Police: Felons caught with loaded gun
BRIDGEPORT — Police task forces patrolling the city’s North End as part of an effort to stem gun violence in the city said they arrested five convicted felons in a car Tuesday and recovered a loaded handgun.
Messiah Carrasquillo, 35, of Union Avenue; William Carrasquillo, 28, of Trumbull Avenue; Joel Marcano, 38, of Putnam Street; Nester Rivera, 39, of Yale Street and Iris Aponte, 34, of Lakeside Street, were charged with criminal possession of a firearm and possession of a firearm in a motor vehicle.
On Wednesday, during their arraignments, Superior Court Judge Tracy Lee Dayton ordered Messiah Carrasquillo and Rivera held in lieu of $150,000 bonds and the others on $50,000 bonds.

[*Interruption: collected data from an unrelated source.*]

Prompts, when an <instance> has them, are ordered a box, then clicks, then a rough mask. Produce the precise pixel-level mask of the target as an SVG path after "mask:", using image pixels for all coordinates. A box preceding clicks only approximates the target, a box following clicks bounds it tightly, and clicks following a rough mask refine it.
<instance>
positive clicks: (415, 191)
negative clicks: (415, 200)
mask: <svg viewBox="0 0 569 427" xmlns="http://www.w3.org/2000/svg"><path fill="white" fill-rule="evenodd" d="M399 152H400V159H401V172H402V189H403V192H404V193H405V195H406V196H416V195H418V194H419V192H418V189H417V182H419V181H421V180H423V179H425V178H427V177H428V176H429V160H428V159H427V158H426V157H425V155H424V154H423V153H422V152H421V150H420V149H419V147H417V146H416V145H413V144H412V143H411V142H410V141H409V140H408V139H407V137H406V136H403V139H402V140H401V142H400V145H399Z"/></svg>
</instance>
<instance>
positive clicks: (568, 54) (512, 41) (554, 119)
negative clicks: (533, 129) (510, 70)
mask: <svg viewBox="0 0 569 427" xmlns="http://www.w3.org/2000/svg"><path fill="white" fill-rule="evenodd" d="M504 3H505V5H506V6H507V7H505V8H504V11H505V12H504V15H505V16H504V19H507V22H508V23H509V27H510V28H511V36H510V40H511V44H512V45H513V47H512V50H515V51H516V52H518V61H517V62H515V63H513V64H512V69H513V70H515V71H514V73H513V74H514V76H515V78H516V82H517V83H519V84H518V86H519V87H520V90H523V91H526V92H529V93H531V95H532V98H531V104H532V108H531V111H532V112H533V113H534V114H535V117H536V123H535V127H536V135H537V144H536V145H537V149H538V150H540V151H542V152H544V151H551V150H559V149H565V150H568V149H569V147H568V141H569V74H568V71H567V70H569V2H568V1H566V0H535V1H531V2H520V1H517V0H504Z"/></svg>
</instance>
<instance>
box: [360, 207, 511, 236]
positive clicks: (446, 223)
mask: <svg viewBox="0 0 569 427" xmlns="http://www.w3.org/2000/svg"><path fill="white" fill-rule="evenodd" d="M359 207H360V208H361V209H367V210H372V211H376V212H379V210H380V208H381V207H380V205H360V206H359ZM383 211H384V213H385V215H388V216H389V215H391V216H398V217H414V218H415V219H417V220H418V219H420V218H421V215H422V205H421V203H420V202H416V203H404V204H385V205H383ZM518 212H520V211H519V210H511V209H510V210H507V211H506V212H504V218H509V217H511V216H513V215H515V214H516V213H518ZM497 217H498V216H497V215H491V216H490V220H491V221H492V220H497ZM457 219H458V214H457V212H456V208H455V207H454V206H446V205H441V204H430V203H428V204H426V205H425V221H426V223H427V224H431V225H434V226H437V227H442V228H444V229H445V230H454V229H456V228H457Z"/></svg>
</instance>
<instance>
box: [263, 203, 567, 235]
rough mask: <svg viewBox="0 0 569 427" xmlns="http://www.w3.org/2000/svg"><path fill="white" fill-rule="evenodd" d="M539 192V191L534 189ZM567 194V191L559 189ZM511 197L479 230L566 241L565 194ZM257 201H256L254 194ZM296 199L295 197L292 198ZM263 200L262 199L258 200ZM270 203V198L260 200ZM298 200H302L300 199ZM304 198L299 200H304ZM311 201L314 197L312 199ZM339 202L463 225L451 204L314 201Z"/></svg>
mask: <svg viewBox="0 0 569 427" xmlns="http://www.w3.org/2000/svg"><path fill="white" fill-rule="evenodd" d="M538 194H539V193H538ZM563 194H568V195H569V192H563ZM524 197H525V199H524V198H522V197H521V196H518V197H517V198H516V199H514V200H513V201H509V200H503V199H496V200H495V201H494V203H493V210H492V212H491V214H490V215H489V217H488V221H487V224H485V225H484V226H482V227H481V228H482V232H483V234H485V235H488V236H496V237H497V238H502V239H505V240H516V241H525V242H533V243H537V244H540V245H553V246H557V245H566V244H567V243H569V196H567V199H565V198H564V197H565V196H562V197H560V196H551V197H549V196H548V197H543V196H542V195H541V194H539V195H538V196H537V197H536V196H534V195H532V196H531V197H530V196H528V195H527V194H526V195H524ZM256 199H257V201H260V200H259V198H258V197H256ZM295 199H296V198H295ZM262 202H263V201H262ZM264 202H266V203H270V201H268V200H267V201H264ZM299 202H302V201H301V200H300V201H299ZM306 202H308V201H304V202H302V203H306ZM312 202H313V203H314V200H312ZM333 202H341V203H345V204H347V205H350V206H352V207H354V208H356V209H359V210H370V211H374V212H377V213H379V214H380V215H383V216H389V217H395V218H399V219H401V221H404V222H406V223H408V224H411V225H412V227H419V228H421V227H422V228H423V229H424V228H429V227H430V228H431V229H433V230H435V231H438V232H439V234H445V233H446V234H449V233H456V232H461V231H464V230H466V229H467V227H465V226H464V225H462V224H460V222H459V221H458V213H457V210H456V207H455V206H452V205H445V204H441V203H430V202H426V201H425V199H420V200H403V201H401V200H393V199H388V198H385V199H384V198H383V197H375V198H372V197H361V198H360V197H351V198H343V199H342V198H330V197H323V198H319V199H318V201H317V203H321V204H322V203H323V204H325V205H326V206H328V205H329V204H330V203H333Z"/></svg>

According to police, on Tuesday members of the state police gang task force and the FBI Safe Streets Task Force were patrolling the city’s North End when they received information that several people were headed to a business on Lake Street for a rendezvous and they were armed.
The task forces staked out the building and a short time later police said they spotted a Nissan sedan with what turned out to be fake Texas license plates pull into the parking lot.
Police said officers converged on the car and took the people inside into custody. The officers then searched the car and found a loaded .22-caliber handgun and a gun that fires pepper canisters, police said.
The five men in the car were convicted felons.
In January 2020, Messiah Carrasquillo was convicted of criminal possession of a pistol and reckless endangerment and sentenced to three years in prison, according to court records. William Carrasquillo was sentenced to two years in prison in November 2018 on larceny, escape and violation of probation convictions. The year before, records show, he was sentenced to five years in prison on drug charges.
Rivera was sentenced in February 2020 to a year on gun and assault charges, Aponte was put on probation in 2020 for a drug conviction and Marcano was sentenced to three years in prison in 2016 for reckless endangerment and unlawful restraint, court records show.